Compare the small boxes of frozen vegetables that so awed us in the 1950s with the huge bags to hand today, dribbling in egg white or dairy products sauce. The TV dinners we precariously unvaried on rickety tray tables are now heavy enough that those same tables wouldn't hold them.

Restaurant meals have grown as well, with a 'to go' container bordering on standard now few eaters can finish them (although we try terribly hard). Far from their smorgasbord roots, buffets have break out not quite obscene in their offerings.

Whatever happened to nouvelle cuisine? Has the fastidious gourmet been completely swallowed by the voracious gourmand? Is gluttony no longer a deadly sin?

We love nothing bring forward than a good bargain: something for nothing or, at the very least, at a discount. If we can obtain just a few more ounces of something for negligible extra money, we pounce on the larger size. If we're offered two for the price of one and a half, we don't have to stop and think. If we can save money by a whole package, even if we don't want all of it, we'll do it whereas it makes economic sense (ah, the babyhood of super size!)

Where did we get the idea that bigger is better? Is it the national legacy of the depression when we swore we'd never 'do without' again? Is it a natural spillover from our thoughtless squandering of the world's resources?

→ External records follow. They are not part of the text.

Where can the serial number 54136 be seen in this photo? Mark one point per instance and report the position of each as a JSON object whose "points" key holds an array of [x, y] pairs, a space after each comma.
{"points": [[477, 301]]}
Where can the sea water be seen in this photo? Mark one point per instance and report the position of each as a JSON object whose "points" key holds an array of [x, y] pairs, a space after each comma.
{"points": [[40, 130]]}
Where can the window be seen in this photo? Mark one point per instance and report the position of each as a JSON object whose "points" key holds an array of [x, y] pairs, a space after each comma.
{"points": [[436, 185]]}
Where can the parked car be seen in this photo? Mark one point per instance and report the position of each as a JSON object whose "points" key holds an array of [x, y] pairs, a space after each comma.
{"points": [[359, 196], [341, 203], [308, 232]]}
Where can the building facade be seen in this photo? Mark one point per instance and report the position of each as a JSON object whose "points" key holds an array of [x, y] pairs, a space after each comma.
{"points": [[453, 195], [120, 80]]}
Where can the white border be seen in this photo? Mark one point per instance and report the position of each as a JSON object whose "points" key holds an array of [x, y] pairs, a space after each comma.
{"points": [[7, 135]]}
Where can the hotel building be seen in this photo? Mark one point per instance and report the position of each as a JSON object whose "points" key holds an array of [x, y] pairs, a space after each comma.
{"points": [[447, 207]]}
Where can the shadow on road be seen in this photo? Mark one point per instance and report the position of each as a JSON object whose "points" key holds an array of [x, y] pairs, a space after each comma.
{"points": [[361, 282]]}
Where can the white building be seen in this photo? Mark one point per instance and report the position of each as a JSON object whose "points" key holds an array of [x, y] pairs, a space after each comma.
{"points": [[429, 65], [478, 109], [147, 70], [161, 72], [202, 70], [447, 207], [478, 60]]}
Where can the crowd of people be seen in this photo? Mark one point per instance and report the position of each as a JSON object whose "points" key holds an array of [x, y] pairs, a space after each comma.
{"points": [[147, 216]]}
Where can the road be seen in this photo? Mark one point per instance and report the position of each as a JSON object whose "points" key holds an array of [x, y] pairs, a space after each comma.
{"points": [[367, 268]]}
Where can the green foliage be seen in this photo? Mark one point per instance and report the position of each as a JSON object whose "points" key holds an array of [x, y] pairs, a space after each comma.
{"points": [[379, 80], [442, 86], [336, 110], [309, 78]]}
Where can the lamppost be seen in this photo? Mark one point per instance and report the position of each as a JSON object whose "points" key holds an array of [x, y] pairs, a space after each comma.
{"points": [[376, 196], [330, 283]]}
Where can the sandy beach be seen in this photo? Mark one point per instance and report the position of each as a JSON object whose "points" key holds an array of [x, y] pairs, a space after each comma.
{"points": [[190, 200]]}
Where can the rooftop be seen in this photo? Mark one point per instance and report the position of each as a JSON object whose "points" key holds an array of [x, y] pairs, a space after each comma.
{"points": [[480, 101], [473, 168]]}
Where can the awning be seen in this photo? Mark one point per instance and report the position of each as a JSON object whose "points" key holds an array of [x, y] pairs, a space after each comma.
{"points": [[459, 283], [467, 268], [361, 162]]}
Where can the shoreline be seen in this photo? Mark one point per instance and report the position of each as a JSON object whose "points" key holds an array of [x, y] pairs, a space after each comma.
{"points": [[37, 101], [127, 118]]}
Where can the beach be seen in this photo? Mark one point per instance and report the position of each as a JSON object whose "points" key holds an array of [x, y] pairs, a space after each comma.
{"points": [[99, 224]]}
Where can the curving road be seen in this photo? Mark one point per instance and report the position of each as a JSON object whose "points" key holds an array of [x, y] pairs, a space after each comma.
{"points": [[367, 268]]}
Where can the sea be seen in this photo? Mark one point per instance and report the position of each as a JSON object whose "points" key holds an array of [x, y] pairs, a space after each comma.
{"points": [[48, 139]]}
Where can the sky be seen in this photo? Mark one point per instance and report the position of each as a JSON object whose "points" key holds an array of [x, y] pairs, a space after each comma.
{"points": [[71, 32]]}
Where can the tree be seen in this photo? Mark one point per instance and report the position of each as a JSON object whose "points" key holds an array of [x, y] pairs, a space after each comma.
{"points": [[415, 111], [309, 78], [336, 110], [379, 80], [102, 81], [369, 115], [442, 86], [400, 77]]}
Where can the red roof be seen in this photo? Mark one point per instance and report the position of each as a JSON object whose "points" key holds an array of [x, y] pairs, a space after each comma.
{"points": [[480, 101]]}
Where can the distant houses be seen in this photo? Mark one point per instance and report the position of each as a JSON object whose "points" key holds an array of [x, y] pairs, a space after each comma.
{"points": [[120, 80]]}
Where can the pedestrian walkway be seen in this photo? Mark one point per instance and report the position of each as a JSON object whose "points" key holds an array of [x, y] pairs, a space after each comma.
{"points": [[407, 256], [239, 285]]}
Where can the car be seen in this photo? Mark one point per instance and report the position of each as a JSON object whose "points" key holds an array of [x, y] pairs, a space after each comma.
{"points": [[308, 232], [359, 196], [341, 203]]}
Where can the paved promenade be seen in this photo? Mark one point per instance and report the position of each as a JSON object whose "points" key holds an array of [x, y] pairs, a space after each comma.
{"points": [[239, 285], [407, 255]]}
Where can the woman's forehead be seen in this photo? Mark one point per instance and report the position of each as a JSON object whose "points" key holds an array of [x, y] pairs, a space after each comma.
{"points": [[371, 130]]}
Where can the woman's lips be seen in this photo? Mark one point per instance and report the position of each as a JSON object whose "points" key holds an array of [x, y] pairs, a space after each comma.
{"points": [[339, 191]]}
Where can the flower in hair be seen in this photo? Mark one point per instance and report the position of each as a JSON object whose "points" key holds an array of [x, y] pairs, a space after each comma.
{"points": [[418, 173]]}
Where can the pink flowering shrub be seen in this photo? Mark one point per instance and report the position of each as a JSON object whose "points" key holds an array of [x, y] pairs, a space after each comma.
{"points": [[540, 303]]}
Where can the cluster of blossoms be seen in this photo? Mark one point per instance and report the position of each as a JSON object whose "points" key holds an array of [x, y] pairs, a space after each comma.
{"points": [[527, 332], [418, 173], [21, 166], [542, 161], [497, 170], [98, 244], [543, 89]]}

Is it the speed and stress of our competitive lives that logically leads to our belligerent our food with the same disregard for restraint we show in business?

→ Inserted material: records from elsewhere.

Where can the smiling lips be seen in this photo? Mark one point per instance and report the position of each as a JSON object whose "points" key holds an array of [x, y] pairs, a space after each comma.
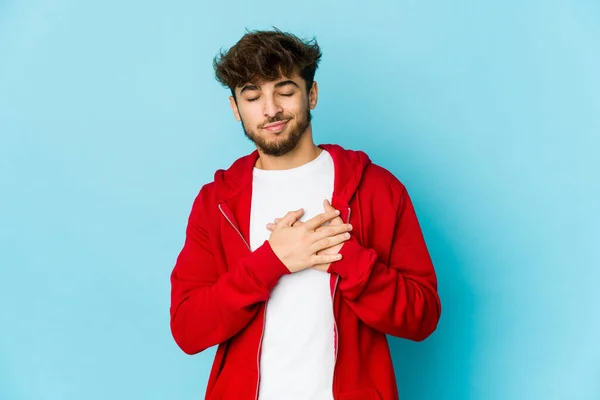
{"points": [[276, 126]]}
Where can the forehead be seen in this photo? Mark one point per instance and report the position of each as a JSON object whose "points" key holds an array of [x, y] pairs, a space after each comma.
{"points": [[261, 83]]}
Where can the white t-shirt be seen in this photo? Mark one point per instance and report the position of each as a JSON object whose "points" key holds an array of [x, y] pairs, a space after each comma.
{"points": [[297, 357]]}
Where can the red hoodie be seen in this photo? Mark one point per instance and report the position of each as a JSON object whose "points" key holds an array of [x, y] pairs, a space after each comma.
{"points": [[385, 282]]}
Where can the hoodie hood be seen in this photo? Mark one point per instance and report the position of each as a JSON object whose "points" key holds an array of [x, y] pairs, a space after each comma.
{"points": [[349, 166]]}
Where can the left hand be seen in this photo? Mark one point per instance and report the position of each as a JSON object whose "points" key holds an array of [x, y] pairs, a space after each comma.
{"points": [[330, 250]]}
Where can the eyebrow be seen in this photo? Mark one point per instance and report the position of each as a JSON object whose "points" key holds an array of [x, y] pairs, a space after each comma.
{"points": [[277, 85]]}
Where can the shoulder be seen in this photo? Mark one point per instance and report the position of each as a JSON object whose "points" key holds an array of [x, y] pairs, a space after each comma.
{"points": [[377, 179]]}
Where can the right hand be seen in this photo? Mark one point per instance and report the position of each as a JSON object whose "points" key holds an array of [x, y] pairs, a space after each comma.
{"points": [[296, 246]]}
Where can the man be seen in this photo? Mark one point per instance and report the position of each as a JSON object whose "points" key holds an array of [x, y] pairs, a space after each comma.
{"points": [[298, 259]]}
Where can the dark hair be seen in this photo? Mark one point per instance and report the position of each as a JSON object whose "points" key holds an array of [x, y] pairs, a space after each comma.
{"points": [[261, 56]]}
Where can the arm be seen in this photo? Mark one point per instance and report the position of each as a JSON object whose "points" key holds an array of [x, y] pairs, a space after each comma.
{"points": [[207, 308], [399, 299]]}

Whatever has brought us to this point, it is time for us all to cry 'enough!' We may fear terrorist attacks or animate warfare but it is our daily over-consumption of food that is killing us. Diabetes, packed arteries, and other obesity-related illnesses cost 350,000 American lives a year and the figure continues to climb. The cooperative medical costs are staggering and threaten eventual overdraft for the medicine system if not reined back.

Several states and school districts are attempting to accoutre brakes to a junk food society out of control. A compound for in the structure of our farm subsidy programs has been suggested - to reward the growers of healthy crops and penalize those who raise the form doll of edible garbage (sugar and corn syrup). Taxation, as has been used to curb the purchase of cigarettes, could flop the consumption equation by hitting our wallets (and a 1 cent tax on every soft drink sold in the United States would raise 40 a zillion dollars a year).

However, the great back up will only come when each of us, individually and collectively, start cutting back.

We need to insist, repeatedly and loudly, that restaurants serve sonny and senior size plates to adults and split orders without extra lion (where are the skilfulness story lawyers when you need them?) We have to demand that small sizes of meal components are offered. We should start boycotting those huge 'economy' sizes of everything from soft drinks, to frozen potatoes, to cooking lard, and potato chips.

And the buck finally stops at our own plate. For our health, our longevity, and our looks, we must limit how much we eat of anything. If we cut our intake in half, we will be doing ourselves, our children, and our society a great favor and our bodies will thank us for it.